3.2.3 The Volar Hand 


The inside region of the hand is named ‘volar’ by opposition to the ‘dorsal’ region. 
The volar region is of primary interest since it is the interface where most of the 
haptic interactions take place. Detecting a small object—say a sewing needle lying 
on a smooth surface—is absolutely immediate with the fingertip but more difficult 
with other volar hand regions, and the same object will go undetected by any other 
part of the body, including the dorsal hand region. It is also evident that the sensitive 
volar skin is mechanically very different of what is often called the ‘hairy skin’ 
covering the dorsal region. The most conspicuous feature is the presence of ridges, 
that is, of a clearly organised micro-geometry that is not seen elsewhere, except in 
the plantar region of the foot. In fact, the often called the ‘glabrous’ skin differs from 
the ‘hairy’ skin in four important properties. 


Pulp: The glabrous skin is never really close nor very far from a bone. In the 
fingertip and elsewhere in the hand, it is separated from the bone by a relatively 
uniform distance of 3 or 4 mm.
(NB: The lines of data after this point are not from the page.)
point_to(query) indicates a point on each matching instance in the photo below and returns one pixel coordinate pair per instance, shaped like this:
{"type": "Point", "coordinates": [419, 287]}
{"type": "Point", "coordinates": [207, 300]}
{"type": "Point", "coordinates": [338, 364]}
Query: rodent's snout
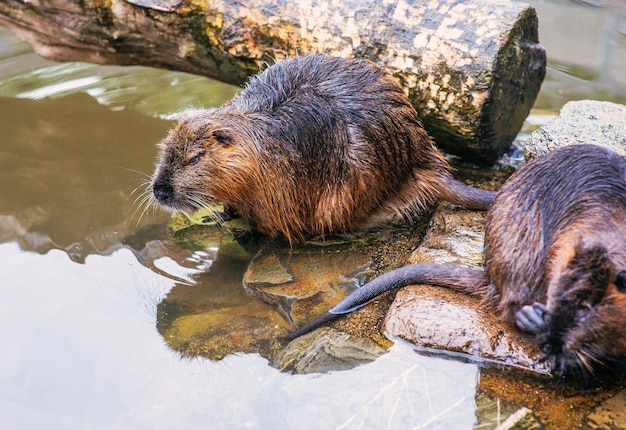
{"type": "Point", "coordinates": [163, 192]}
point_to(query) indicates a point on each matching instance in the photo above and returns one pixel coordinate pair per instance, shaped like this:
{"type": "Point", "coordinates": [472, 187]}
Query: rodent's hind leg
{"type": "Point", "coordinates": [530, 318]}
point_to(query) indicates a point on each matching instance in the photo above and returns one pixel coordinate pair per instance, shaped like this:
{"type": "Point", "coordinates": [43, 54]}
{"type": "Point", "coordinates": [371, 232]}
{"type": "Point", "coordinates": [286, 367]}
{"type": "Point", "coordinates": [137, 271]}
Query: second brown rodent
{"type": "Point", "coordinates": [555, 260]}
{"type": "Point", "coordinates": [311, 146]}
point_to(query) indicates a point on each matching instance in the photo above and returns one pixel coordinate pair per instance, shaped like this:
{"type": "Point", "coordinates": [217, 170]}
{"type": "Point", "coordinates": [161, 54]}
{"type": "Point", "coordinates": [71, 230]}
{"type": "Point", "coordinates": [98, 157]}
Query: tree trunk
{"type": "Point", "coordinates": [472, 68]}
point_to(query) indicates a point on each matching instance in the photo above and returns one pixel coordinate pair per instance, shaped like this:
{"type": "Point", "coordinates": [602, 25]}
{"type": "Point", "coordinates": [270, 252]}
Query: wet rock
{"type": "Point", "coordinates": [438, 318]}
{"type": "Point", "coordinates": [581, 122]}
{"type": "Point", "coordinates": [456, 236]}
{"type": "Point", "coordinates": [326, 350]}
{"type": "Point", "coordinates": [611, 414]}
{"type": "Point", "coordinates": [303, 283]}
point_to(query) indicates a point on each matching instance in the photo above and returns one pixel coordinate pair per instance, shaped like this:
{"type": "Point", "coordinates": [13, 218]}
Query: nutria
{"type": "Point", "coordinates": [312, 145]}
{"type": "Point", "coordinates": [555, 259]}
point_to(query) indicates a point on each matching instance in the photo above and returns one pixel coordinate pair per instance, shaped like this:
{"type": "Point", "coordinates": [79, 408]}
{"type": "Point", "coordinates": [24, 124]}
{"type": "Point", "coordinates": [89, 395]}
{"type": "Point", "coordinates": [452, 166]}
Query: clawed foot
{"type": "Point", "coordinates": [530, 318]}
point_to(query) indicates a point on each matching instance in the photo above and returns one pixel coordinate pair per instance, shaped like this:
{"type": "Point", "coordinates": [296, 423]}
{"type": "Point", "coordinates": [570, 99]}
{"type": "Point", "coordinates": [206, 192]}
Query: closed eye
{"type": "Point", "coordinates": [194, 160]}
{"type": "Point", "coordinates": [620, 281]}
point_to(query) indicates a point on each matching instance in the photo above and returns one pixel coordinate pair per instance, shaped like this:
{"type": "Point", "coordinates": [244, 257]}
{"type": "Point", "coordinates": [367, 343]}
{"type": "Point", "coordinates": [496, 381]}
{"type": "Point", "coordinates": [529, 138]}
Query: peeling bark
{"type": "Point", "coordinates": [472, 68]}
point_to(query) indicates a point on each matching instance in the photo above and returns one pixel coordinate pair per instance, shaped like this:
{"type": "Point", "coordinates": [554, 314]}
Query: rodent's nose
{"type": "Point", "coordinates": [163, 192]}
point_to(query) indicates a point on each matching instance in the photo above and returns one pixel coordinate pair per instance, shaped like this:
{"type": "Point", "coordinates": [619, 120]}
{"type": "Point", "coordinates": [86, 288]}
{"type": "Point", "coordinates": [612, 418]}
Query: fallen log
{"type": "Point", "coordinates": [472, 68]}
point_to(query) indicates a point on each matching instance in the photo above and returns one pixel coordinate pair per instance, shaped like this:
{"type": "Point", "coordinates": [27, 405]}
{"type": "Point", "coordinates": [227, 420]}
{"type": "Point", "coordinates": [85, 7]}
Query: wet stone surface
{"type": "Point", "coordinates": [581, 122]}
{"type": "Point", "coordinates": [327, 350]}
{"type": "Point", "coordinates": [304, 283]}
{"type": "Point", "coordinates": [610, 414]}
{"type": "Point", "coordinates": [442, 319]}
{"type": "Point", "coordinates": [248, 293]}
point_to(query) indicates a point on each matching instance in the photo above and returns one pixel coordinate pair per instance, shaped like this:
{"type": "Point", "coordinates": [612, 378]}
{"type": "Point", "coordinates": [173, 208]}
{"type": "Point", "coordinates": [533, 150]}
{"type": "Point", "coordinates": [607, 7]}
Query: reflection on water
{"type": "Point", "coordinates": [68, 167]}
{"type": "Point", "coordinates": [81, 347]}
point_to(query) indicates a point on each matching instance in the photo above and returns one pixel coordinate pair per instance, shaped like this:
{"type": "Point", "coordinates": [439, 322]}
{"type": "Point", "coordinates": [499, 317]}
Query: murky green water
{"type": "Point", "coordinates": [83, 275]}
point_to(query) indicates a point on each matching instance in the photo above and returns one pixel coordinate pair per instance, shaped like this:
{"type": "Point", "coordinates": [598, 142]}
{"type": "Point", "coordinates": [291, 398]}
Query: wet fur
{"type": "Point", "coordinates": [555, 260]}
{"type": "Point", "coordinates": [311, 146]}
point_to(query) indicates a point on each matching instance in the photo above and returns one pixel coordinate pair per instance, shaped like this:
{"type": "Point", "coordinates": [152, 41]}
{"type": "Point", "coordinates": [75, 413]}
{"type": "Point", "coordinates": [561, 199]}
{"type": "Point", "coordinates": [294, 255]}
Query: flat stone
{"type": "Point", "coordinates": [327, 350]}
{"type": "Point", "coordinates": [441, 319]}
{"type": "Point", "coordinates": [305, 282]}
{"type": "Point", "coordinates": [581, 122]}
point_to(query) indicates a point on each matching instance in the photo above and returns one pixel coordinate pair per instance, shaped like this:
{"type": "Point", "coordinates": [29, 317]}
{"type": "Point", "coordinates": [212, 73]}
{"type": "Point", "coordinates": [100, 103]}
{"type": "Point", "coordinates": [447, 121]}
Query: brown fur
{"type": "Point", "coordinates": [311, 146]}
{"type": "Point", "coordinates": [555, 260]}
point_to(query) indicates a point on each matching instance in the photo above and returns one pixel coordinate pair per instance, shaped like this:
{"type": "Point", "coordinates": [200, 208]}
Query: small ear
{"type": "Point", "coordinates": [222, 137]}
{"type": "Point", "coordinates": [620, 281]}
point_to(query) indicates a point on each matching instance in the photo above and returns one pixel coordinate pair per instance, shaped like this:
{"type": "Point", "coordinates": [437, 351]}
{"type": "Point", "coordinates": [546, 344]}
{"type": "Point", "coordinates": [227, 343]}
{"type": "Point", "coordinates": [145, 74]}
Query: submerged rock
{"type": "Point", "coordinates": [325, 350]}
{"type": "Point", "coordinates": [303, 283]}
{"type": "Point", "coordinates": [611, 414]}
{"type": "Point", "coordinates": [581, 122]}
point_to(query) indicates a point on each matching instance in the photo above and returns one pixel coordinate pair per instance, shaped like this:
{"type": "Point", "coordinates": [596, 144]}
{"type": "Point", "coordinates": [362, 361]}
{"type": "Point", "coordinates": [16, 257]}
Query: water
{"type": "Point", "coordinates": [78, 305]}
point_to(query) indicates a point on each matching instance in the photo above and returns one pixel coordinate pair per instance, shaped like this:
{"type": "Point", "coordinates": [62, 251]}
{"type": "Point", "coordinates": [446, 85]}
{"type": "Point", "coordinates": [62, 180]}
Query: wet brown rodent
{"type": "Point", "coordinates": [555, 260]}
{"type": "Point", "coordinates": [312, 145]}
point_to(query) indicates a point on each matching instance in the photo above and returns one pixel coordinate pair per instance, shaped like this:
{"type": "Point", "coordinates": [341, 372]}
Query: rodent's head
{"type": "Point", "coordinates": [202, 161]}
{"type": "Point", "coordinates": [585, 324]}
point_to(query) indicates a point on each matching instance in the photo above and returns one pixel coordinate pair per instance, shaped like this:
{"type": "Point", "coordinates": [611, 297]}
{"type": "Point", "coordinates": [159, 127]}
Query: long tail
{"type": "Point", "coordinates": [446, 275]}
{"type": "Point", "coordinates": [469, 197]}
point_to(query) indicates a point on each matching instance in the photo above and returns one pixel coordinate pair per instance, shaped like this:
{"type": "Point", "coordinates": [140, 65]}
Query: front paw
{"type": "Point", "coordinates": [530, 318]}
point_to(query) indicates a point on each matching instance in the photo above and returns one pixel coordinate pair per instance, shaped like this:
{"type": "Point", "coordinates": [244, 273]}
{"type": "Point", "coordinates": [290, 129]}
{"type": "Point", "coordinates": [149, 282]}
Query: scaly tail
{"type": "Point", "coordinates": [458, 278]}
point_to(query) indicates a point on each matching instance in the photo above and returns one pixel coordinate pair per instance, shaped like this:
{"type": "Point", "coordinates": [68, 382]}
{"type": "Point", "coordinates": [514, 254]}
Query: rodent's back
{"type": "Point", "coordinates": [345, 130]}
{"type": "Point", "coordinates": [561, 204]}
The space in between is densely filled by a special 
type of connective tissue called the pulp [33]. This fibrous tissue is crucial to give 
the volar hand its manipulative and sensorial capabilities since a fingertip can take 
a load of several hundreds of Newtons without damage and simultaneously detect 
a needle. The pulp gives the skin the ability to conform with the touched object 
by enlarging the contact surface, which is mainly independent from the load past 
a certain value [68]. Incidentally, this simple fact makes it evident that the notion 
of ‘force’ or even of ‘pressure’ must be taken carefully when speaking of tactile 
sensory performance (see Sect. 4.2).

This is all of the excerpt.